The stakes were painfully high for producers, who often found themselves in extremis as their plays failed, sometimes after only a single performance. It was not uncommon for producers to go on the lam from creditors—producer Vinton Freedley got the idea for Anything Goes (1934) while hiding on a boat. Sometimes they became the stuff of comedies themselves—the Marx Brothers’s Room Service (1937) depicts desperate producer Gordon Miller stashing his nineteen hungry actors in a hotel ballroom.
While there were socially conscious dramas which resounded with the day-to-day hardships of the era, such as Clifford Odets’s Awake and Sing (1935), the economic troubles motivated many producers to dedicate themselves to laughter, brightness, and excitement: a communal yearning to forget the hardship, even temporarily. Many shows were built around light entertainment and, accordingly, profit. Some producers bet their money on rehashing popular elements from the 1920s musicals, emphasizing memorable songs set in superfluous plots (like Cole Porter’s “Night and Day” from 1932’s Gay Divorce), and performances of superb comedians like Jimmy Durante and the Marx Brothers in contrived situations. For variety, flashy chorus girls danced in preludes and interludes that had no connection to the main performance.
Others fought against the crisis with their creativity. The groundbreaking success of Show Boat in 1927 confirmed that a coherent blend of high-quality songs, a tight story line, and well-grounded characters could generate an exceptional Broadway hit. In 1931—against no less a heavyweight than Eugene O’Neill’s Mourning Becomes Electra—George S. Kaufman, Morrie Ryskind, and George and Ira Gershwin won the first Pulitzer bestowed upon a musical for Of Thee I Sing, a mordant political satire on presidential politics. And though not as successful commercially, the Gershwins’ staggeringly original collaboration with DuBose Heyward, Porgy and Bess (1935), stood the test of time and, in 1985, became the first Broadway musical to enter the repertory of The Metropolitan Opera Company.

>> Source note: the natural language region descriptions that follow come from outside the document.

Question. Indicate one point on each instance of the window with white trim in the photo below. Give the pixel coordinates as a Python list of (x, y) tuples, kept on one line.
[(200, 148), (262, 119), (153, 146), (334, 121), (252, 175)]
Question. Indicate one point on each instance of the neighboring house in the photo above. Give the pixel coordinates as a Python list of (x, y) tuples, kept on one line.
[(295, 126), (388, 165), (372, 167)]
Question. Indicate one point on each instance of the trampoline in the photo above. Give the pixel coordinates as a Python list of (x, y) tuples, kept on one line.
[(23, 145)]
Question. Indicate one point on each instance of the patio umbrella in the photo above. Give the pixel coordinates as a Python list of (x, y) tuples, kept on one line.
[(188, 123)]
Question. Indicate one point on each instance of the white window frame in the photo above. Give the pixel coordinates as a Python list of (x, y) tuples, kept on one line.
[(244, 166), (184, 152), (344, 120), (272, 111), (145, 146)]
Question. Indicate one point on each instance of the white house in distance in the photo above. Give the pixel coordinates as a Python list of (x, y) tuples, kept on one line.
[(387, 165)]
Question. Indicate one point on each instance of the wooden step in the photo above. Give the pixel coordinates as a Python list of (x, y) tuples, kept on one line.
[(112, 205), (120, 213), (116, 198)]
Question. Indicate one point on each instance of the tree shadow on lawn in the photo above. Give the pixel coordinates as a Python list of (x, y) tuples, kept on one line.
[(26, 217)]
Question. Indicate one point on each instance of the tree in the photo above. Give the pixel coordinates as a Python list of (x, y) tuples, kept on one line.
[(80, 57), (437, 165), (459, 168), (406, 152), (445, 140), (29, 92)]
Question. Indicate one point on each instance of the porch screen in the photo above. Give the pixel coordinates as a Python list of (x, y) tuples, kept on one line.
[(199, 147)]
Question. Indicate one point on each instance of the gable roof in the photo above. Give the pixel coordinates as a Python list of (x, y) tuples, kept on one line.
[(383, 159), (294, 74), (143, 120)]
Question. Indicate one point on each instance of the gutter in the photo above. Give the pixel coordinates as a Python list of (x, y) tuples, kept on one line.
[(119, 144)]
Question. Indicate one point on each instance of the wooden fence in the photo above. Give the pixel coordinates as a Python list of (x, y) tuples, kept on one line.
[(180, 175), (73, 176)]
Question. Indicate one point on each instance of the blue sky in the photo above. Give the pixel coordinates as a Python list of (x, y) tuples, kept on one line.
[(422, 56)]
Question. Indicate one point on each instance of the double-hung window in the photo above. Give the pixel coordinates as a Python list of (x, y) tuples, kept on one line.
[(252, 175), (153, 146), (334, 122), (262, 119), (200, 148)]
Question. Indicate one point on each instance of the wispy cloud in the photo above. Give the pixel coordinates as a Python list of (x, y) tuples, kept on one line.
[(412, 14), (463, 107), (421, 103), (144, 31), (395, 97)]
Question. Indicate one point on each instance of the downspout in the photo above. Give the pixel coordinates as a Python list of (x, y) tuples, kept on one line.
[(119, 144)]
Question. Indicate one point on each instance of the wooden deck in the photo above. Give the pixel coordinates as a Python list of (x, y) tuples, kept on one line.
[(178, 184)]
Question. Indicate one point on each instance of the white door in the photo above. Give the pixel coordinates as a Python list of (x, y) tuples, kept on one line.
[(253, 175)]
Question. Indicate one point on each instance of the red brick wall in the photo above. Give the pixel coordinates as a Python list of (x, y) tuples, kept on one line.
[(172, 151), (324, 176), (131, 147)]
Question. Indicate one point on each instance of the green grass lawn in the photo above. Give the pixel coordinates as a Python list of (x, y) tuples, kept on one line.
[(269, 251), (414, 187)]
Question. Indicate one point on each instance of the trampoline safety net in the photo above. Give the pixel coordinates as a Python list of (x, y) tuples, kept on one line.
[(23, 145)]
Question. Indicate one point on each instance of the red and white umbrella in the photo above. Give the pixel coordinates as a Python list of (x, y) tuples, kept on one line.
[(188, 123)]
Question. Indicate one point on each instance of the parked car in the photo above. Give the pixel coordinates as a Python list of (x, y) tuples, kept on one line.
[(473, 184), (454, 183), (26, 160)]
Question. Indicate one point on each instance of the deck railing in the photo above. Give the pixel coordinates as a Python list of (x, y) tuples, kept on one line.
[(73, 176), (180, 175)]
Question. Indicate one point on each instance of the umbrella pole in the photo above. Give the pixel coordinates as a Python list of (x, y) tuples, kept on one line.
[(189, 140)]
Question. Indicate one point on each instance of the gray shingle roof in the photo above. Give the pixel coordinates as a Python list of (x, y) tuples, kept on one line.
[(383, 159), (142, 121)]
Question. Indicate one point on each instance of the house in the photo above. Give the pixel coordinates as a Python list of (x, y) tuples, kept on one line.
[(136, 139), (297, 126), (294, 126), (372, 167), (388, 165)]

The struggling theatre market also benefited from foreign talent that sailed into New York harbor, either as immigrants like Kurt Weill and Max Reinhardt, or touring artists such as Laurence Olivier and John Gielgud. So though the floor may have fallen out of the business as it had the stock market (233 new productions were mounted in New York in 1929; there were only 98 in 1939), Broadway survived by cultivating fruits of sometimes commercial, sometimes artistic flavor.